Le 16 avril 2020, M. Y était licencié pour faute grave au motif du non-respect des clauses d’exclusivité de son contrat de travail.
Le 07 mai 2020, il a contesté son licenciement.
Le 20 juillet 2020, M. Y a saisi le Tribunal de commerce de Paris ayant saisi le Conseil de prud’hommes de Nanterre par requête reçue au greffe le 30 juin 2020.
Au dernier état de la relation contractuelle, M. Y avait une ancienneté de 4 ans et 3 mois, il occupait l’emploi de Chief Operating Officer (directeur des opérations et du développement), statut cadre, position 3.3 coefficient 270, et avait une rémunération mensuelle brute de base de 12.600 € et une moyenne brute sur les trois derniers mois de travail de 17.498,93 €.
PRÉTENTIONS ET MOYENS DE LA PARTIE DEMANDERESSE
M. Y fait valoir, par voie de conclusions déposées oralement débattues à l’audience, notamment ce qui suit :
Qu’il a fait l’objet d’un licenciement sans cause réelle et sérieuse et prononcé dans des circonstances brutales et vexatoires. Que pendant toute la relation contractuelle il a été loyal et a donné le meilleur de lui-même.
Qu’il a subi un préjudice distinct et sollicite des dommages-intérêts pour licenciement vexatoire.
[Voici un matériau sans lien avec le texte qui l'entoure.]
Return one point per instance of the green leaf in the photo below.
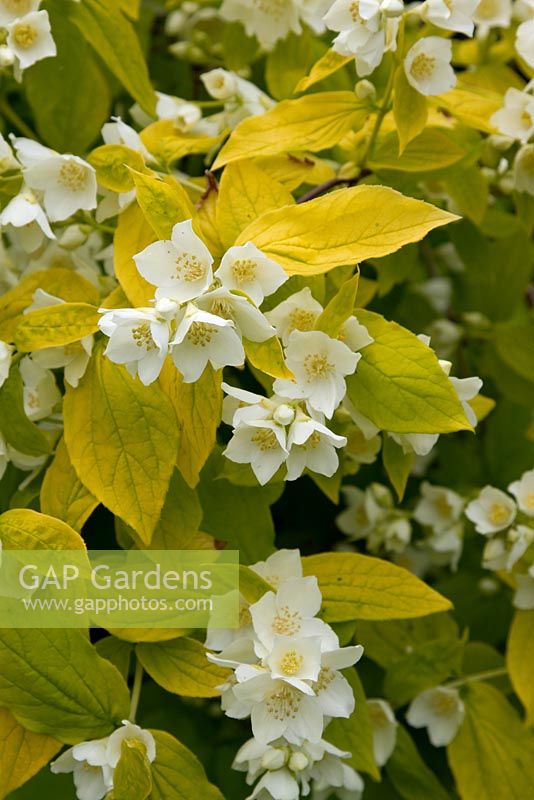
(492, 754)
(63, 495)
(399, 384)
(397, 464)
(198, 408)
(114, 39)
(355, 734)
(163, 202)
(409, 109)
(56, 326)
(132, 779)
(22, 753)
(341, 228)
(409, 774)
(427, 665)
(122, 439)
(17, 429)
(69, 94)
(181, 667)
(54, 682)
(177, 774)
(520, 657)
(112, 163)
(340, 307)
(313, 122)
(361, 587)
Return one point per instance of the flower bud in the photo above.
(298, 762)
(273, 759)
(7, 57)
(364, 90)
(284, 414)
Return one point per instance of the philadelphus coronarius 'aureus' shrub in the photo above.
(266, 286)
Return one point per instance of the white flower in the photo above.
(93, 776)
(428, 66)
(311, 445)
(74, 357)
(247, 318)
(290, 612)
(129, 732)
(524, 595)
(179, 267)
(11, 10)
(118, 132)
(439, 507)
(30, 38)
(67, 182)
(250, 271)
(524, 169)
(492, 511)
(524, 42)
(267, 20)
(299, 312)
(492, 14)
(441, 711)
(319, 365)
(185, 116)
(138, 338)
(384, 729)
(39, 389)
(201, 338)
(27, 216)
(516, 118)
(277, 709)
(220, 83)
(523, 491)
(6, 351)
(283, 564)
(451, 15)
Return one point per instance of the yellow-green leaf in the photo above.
(22, 753)
(63, 495)
(344, 227)
(122, 440)
(520, 658)
(246, 192)
(198, 409)
(399, 384)
(268, 357)
(63, 283)
(56, 326)
(111, 162)
(340, 307)
(164, 203)
(409, 109)
(20, 432)
(54, 682)
(314, 122)
(132, 779)
(25, 529)
(133, 234)
(361, 587)
(177, 774)
(491, 756)
(181, 666)
(328, 64)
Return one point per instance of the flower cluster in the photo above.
(93, 763)
(28, 34)
(507, 524)
(286, 676)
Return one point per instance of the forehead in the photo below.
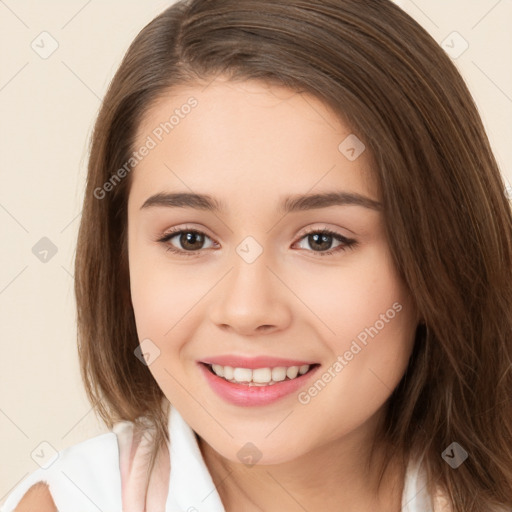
(247, 140)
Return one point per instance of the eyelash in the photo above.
(348, 243)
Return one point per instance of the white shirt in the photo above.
(86, 477)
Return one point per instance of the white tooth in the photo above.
(291, 373)
(261, 375)
(218, 369)
(242, 374)
(278, 373)
(228, 372)
(303, 369)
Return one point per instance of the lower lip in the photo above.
(245, 395)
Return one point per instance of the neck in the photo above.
(341, 474)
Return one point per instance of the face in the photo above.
(313, 283)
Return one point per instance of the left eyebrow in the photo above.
(289, 204)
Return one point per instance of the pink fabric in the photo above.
(140, 493)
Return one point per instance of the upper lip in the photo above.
(253, 362)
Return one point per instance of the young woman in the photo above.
(295, 232)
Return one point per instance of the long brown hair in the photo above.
(447, 217)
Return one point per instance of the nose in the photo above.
(251, 299)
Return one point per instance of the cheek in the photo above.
(369, 324)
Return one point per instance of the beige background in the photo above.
(48, 108)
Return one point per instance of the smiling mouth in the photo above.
(260, 376)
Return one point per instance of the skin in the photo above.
(249, 145)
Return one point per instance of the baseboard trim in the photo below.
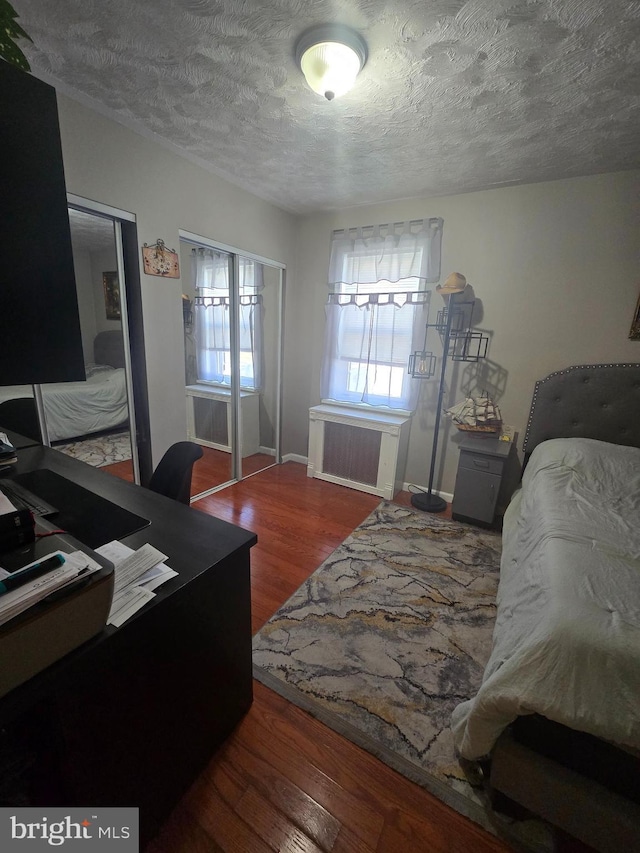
(295, 457)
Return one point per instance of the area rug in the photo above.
(100, 450)
(387, 636)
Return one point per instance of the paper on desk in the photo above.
(129, 568)
(128, 602)
(130, 597)
(5, 503)
(23, 597)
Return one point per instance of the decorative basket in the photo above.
(485, 428)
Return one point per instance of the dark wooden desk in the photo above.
(134, 715)
(19, 441)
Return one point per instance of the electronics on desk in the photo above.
(24, 498)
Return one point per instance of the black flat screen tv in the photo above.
(40, 339)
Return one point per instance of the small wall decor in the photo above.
(111, 288)
(158, 260)
(634, 332)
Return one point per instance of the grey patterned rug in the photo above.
(387, 636)
(100, 450)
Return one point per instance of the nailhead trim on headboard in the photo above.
(610, 412)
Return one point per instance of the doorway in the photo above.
(233, 306)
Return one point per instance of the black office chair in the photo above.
(20, 415)
(172, 476)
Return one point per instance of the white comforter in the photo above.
(567, 635)
(74, 409)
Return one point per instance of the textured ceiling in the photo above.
(455, 96)
(91, 233)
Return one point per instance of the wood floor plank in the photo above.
(301, 809)
(274, 827)
(219, 820)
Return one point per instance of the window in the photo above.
(378, 280)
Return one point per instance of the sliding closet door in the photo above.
(233, 330)
(209, 309)
(260, 331)
(91, 420)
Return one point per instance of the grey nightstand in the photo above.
(480, 469)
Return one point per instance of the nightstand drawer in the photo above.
(479, 462)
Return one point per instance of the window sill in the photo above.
(365, 407)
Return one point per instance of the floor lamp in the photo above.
(459, 342)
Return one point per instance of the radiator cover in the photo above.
(363, 450)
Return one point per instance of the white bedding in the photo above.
(74, 409)
(567, 638)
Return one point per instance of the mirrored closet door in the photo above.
(232, 310)
(91, 420)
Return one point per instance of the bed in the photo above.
(556, 721)
(76, 409)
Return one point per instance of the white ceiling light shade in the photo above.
(331, 56)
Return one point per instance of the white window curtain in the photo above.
(376, 310)
(211, 272)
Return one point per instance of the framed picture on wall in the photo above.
(634, 333)
(111, 295)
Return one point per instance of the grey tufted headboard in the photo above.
(600, 401)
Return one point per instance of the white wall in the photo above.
(554, 265)
(107, 162)
(101, 262)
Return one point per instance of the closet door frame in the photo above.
(126, 247)
(236, 253)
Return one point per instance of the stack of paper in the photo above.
(18, 600)
(137, 574)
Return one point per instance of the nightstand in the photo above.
(480, 470)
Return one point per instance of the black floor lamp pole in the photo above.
(427, 501)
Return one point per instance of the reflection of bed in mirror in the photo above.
(75, 409)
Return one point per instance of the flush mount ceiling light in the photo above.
(331, 57)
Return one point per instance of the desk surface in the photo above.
(194, 542)
(100, 721)
(19, 441)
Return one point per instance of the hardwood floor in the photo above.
(283, 781)
(212, 470)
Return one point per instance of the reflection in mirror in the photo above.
(206, 304)
(214, 356)
(89, 420)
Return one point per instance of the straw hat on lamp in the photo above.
(455, 283)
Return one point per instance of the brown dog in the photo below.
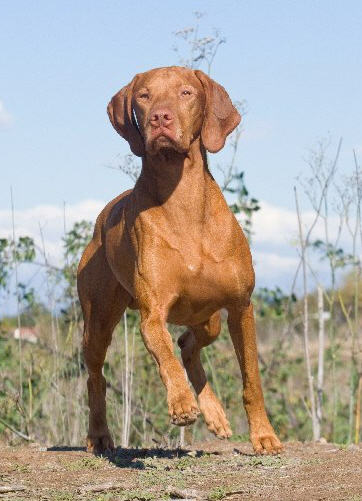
(172, 249)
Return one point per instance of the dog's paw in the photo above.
(214, 414)
(100, 444)
(265, 441)
(183, 409)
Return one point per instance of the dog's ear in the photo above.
(121, 116)
(221, 116)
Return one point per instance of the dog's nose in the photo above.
(161, 117)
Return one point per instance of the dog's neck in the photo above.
(170, 178)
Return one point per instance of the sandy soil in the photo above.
(207, 471)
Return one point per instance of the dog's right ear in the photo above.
(121, 116)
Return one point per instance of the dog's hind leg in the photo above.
(103, 302)
(191, 344)
(242, 329)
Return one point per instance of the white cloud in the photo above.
(5, 116)
(274, 245)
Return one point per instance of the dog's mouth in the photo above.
(162, 138)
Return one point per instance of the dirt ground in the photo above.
(207, 471)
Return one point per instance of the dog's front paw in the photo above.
(183, 409)
(100, 443)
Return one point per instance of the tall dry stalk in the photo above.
(320, 375)
(303, 248)
(21, 362)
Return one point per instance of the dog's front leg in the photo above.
(182, 406)
(242, 329)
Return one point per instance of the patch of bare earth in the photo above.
(207, 471)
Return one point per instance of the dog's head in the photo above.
(169, 108)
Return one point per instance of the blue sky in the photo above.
(298, 65)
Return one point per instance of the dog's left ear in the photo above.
(221, 116)
(121, 116)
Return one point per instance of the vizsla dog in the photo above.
(172, 249)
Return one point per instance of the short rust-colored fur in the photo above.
(172, 249)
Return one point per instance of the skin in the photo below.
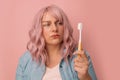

Qu’il a effectué de nombreuses heures supplémentaires et sollicite des rappels de salaire et une indemnité pour travail dissimulé.
Qu’il sollicite la nullité de la promesse de vente d’actions de la société Chartran Investissement conclue entre lui et la société, en ce qu’elle constitue une sanction pécuniaire prohibée par le code du travail.
Qu’il sollicite en sus une indemnité au titre de l’article 700 du Code de procédure civile, conformément aux demandes telles qu’énoncées ci-dessus et évoquées dans ses conclusions.
DIRES DE LA PARTIE DÉFENDERESSE
La société GROUPE ERGET réplique, par voie de conclusions déposées et oralement débattues à
l’audience, notamment ce qui suit :
Que le licenciement pour faute grave est justifié par le non-respect des clauses d’exclusivité insérées dans le contrat de travail.
Que le salarié bénéficiait du statut de cadre dirigeant et ne peut prétendre aux heures supplémentaires.
Que la promesse de vente d’actions est parfaitement valable et a été réglée au salarié dans les règles de l’art.
Que le salarié ne rapporte pas la preuve de son prétendu préjudice et de son préjudice distinct. Elle conclut au débouté de l’ensemble des demandes formulées par M. Y et sollicite l’octroi
d’une indemnité sur le fondement de l’article 700 du Code de procédure civile.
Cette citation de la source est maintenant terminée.